Time Series Analysis and Machine Learning
Authors:Sophie D'Arcy, Nazli Dereli, Regie Felix
Mentor:Ambuj Singh, Professor of Computer Science and Biomolecular Science and Engineering, University of California Santa Barbara
The discipline of our research is computer science and biology, or bioinformatics. Time series is a sequence of data that is taken in consistent time intervals. One is able to analyze trends within the data and use them to predict what will happen in the future. This process is called time series analysis. We analyzed a dataset that expressed the amount of air passengers from 1949 to 1960 and developed a model (using R data mining) that correctly illustrated the data. Another type of analysis is categorizing the data via time series classification. Machine learning techniques, such as decision trees and artificial neural networks, are used for this type of classification. For this analysis, we used a UCI KDD dataset of EEG sensor values from 20 patients (10 alcoholic and 10 non-alcoholics) while they were looking at three different stimuli: one picture, two pictures that match, and two pictures that do not match. Our goal was to correctly classify the data so that by just the EEG results, the model would be able to predict the status of the patient.

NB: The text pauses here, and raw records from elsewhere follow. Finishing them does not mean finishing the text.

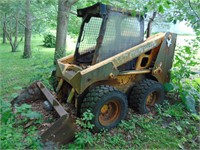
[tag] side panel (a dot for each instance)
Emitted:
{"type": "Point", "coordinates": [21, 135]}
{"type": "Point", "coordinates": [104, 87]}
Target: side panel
{"type": "Point", "coordinates": [163, 64]}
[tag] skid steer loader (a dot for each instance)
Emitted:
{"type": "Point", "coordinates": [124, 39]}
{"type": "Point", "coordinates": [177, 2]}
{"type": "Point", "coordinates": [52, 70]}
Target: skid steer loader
{"type": "Point", "coordinates": [113, 68]}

We used Java to preprocess our data, R Data Mining to modify or data, and Weka to classify the data. Our accuracy for both decision trees and ANN were low at first; we then tried revising our project by trying different sensors, increasing the number of data points, and different classifiers. This classification project is on-going; we are still trying more machine learning techniques to increase the accuracy of our model.